R1: Clarification of novelty. Reply: The usage of existed UNet and Monte-Carlo dropout does not weaken the novelty of this paper, as we study the importance of label rectification for domain adaptive EM segmentation, for the first time. We point out a new avenue for the advanced domain adaptation, i.e., uncertainty-aware label rectification. This novel strategy is conceptually compatible with different uncertainty-aware models, while we propose the first simple yet effective embodiment.
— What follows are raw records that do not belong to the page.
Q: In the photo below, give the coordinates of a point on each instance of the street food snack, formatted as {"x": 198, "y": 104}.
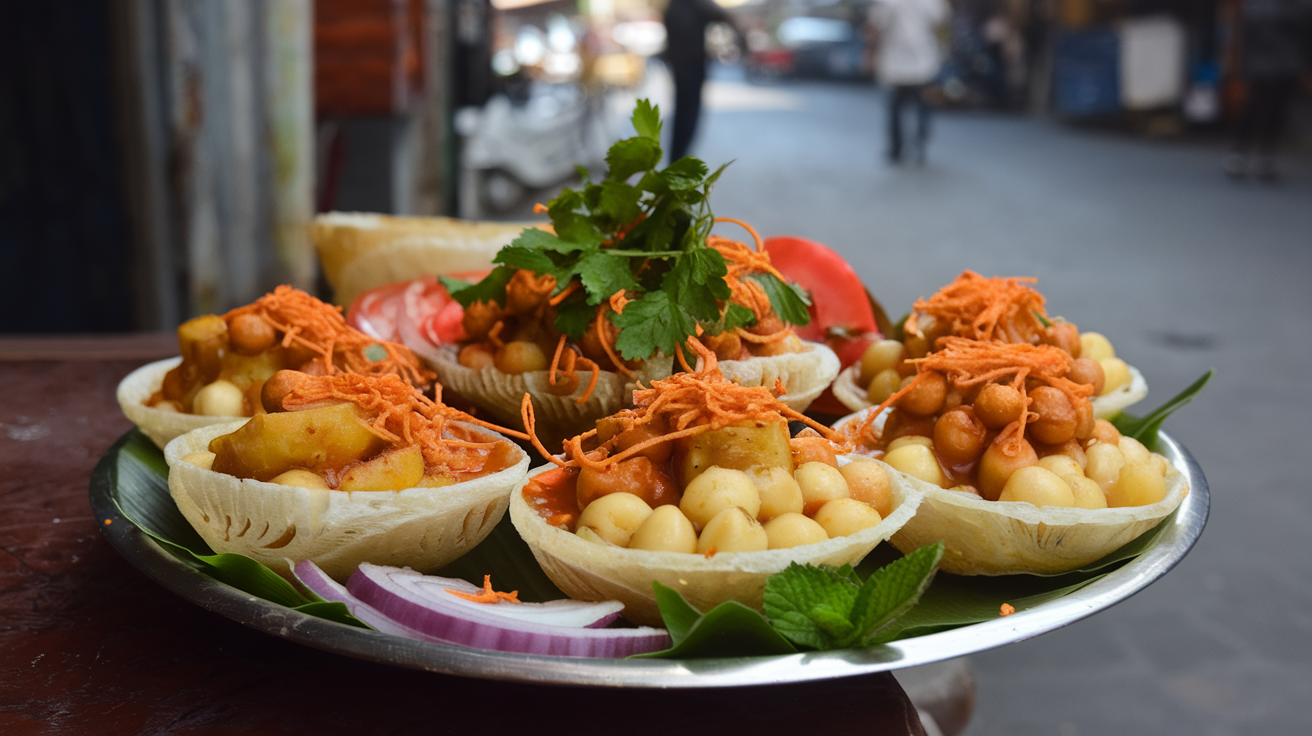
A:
{"x": 701, "y": 488}
{"x": 353, "y": 469}
{"x": 227, "y": 361}
{"x": 1005, "y": 310}
{"x": 1017, "y": 474}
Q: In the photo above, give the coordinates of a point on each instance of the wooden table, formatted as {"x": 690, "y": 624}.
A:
{"x": 91, "y": 646}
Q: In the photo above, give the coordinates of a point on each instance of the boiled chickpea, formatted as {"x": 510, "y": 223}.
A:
{"x": 1138, "y": 484}
{"x": 793, "y": 530}
{"x": 845, "y": 516}
{"x": 917, "y": 461}
{"x": 1088, "y": 495}
{"x": 820, "y": 484}
{"x": 636, "y": 475}
{"x": 301, "y": 479}
{"x": 219, "y": 399}
{"x": 879, "y": 357}
{"x": 201, "y": 459}
{"x": 883, "y": 386}
{"x": 779, "y": 492}
{"x": 926, "y": 398}
{"x": 999, "y": 406}
{"x": 1037, "y": 486}
{"x": 997, "y": 465}
{"x": 715, "y": 490}
{"x": 869, "y": 483}
{"x": 665, "y": 530}
{"x": 1056, "y": 420}
{"x": 732, "y": 530}
{"x": 1096, "y": 347}
{"x": 615, "y": 517}
{"x": 1105, "y": 463}
{"x": 959, "y": 436}
{"x": 1117, "y": 374}
{"x": 249, "y": 335}
{"x": 1085, "y": 370}
{"x": 520, "y": 356}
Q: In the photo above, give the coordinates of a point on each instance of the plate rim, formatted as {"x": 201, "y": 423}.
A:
{"x": 150, "y": 558}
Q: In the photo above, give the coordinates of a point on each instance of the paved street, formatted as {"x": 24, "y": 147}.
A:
{"x": 1184, "y": 270}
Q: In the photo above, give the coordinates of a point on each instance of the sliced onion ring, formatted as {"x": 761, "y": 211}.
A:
{"x": 423, "y": 604}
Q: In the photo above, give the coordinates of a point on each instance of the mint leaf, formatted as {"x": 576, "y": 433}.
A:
{"x": 491, "y": 289}
{"x": 892, "y": 591}
{"x": 787, "y": 299}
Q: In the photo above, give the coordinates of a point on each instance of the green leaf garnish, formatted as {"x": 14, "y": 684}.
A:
{"x": 1144, "y": 429}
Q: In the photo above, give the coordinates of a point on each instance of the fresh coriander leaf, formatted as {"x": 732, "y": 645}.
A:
{"x": 1144, "y": 429}
{"x": 630, "y": 156}
{"x": 604, "y": 276}
{"x": 650, "y": 324}
{"x": 789, "y": 302}
{"x": 892, "y": 591}
{"x": 491, "y": 289}
{"x": 647, "y": 120}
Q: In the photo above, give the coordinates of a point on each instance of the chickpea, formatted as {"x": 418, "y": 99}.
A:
{"x": 1085, "y": 370}
{"x": 1088, "y": 495}
{"x": 999, "y": 406}
{"x": 1138, "y": 484}
{"x": 219, "y": 399}
{"x": 917, "y": 461}
{"x": 1037, "y": 486}
{"x": 883, "y": 386}
{"x": 845, "y": 516}
{"x": 1056, "y": 421}
{"x": 879, "y": 357}
{"x": 793, "y": 530}
{"x": 615, "y": 517}
{"x": 301, "y": 479}
{"x": 1105, "y": 463}
{"x": 959, "y": 436}
{"x": 1096, "y": 347}
{"x": 1106, "y": 433}
{"x": 665, "y": 530}
{"x": 820, "y": 484}
{"x": 926, "y": 398}
{"x": 812, "y": 450}
{"x": 869, "y": 483}
{"x": 1117, "y": 374}
{"x": 251, "y": 335}
{"x": 636, "y": 475}
{"x": 715, "y": 490}
{"x": 201, "y": 459}
{"x": 779, "y": 492}
{"x": 997, "y": 465}
{"x": 732, "y": 530}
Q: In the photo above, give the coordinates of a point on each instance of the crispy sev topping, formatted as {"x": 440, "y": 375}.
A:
{"x": 984, "y": 308}
{"x": 320, "y": 328}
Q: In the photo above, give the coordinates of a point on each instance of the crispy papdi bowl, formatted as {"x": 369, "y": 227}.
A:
{"x": 160, "y": 425}
{"x": 417, "y": 528}
{"x": 589, "y": 571}
{"x": 806, "y": 374}
{"x": 1107, "y": 406}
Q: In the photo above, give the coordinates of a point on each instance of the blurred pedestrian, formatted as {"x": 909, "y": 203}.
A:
{"x": 908, "y": 61}
{"x": 685, "y": 54}
{"x": 1275, "y": 55}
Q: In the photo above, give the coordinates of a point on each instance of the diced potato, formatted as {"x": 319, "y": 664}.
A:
{"x": 392, "y": 470}
{"x": 739, "y": 446}
{"x": 269, "y": 445}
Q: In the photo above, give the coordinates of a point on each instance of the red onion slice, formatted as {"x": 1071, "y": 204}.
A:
{"x": 423, "y": 604}
{"x": 329, "y": 589}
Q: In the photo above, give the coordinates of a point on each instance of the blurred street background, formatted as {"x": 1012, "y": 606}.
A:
{"x": 160, "y": 159}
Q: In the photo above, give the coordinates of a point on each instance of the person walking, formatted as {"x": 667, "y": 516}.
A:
{"x": 685, "y": 54}
{"x": 908, "y": 61}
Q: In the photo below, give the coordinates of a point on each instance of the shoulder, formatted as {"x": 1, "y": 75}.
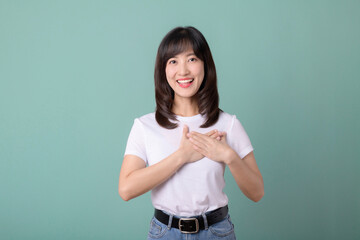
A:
{"x": 147, "y": 119}
{"x": 226, "y": 117}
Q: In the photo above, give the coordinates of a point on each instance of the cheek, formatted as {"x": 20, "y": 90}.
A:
{"x": 169, "y": 71}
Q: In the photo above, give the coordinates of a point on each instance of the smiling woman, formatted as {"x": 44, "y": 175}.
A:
{"x": 185, "y": 170}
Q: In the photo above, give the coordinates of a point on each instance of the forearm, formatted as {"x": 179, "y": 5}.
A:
{"x": 250, "y": 183}
{"x": 143, "y": 180}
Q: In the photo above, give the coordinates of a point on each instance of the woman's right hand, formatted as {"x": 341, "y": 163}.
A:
{"x": 186, "y": 148}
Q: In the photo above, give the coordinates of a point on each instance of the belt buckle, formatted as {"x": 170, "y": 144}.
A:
{"x": 196, "y": 221}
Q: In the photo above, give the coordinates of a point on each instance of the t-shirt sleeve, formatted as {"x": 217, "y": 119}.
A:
{"x": 238, "y": 138}
{"x": 136, "y": 141}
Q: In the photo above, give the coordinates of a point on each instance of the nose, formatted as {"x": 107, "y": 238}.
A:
{"x": 183, "y": 69}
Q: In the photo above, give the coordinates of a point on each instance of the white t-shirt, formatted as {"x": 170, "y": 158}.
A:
{"x": 196, "y": 187}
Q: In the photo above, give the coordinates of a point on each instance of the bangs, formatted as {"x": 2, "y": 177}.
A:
{"x": 180, "y": 43}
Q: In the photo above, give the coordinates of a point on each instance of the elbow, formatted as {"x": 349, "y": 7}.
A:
{"x": 258, "y": 197}
{"x": 124, "y": 194}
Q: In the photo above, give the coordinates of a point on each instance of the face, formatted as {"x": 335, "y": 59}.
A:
{"x": 185, "y": 73}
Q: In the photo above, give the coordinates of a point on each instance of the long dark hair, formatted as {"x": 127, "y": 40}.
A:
{"x": 177, "y": 41}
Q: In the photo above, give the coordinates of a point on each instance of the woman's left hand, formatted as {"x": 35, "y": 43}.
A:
{"x": 214, "y": 149}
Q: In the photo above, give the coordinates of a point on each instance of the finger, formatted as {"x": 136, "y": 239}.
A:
{"x": 200, "y": 150}
{"x": 211, "y": 132}
{"x": 215, "y": 135}
{"x": 199, "y": 144}
{"x": 201, "y": 137}
{"x": 185, "y": 130}
{"x": 223, "y": 137}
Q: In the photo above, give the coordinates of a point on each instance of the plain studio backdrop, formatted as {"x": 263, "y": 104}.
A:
{"x": 75, "y": 74}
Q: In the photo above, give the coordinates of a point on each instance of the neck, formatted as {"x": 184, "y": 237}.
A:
{"x": 185, "y": 107}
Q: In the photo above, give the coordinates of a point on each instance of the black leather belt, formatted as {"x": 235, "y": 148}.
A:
{"x": 193, "y": 224}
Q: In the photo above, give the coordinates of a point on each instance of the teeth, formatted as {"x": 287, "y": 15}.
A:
{"x": 185, "y": 81}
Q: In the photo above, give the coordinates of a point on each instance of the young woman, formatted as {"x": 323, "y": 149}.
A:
{"x": 180, "y": 152}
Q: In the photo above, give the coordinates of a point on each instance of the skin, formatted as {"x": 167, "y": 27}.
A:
{"x": 137, "y": 179}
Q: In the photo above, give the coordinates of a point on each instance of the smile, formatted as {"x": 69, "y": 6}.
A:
{"x": 185, "y": 83}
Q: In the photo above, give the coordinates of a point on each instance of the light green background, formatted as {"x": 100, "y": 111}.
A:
{"x": 75, "y": 74}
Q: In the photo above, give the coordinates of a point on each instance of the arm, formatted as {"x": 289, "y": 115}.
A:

R1&R2: Discussion of the given citations. Reply: We thank the reviewers for providing these related works and will add discussion in the revised paper. R2 mentioned 1 paper about the adversarial dropout, whose non-stochastic mechanism is different from our proposed stochastic sampling. R1 mentioned 4 papers and requested for comparison. However, all of them are designed for natural image segmentation, where the streetscape images are substantially different from the EM images discussed in this paper. Thus, it may not be suitable to recognize these methods as the off-the-shelf ones for EM images.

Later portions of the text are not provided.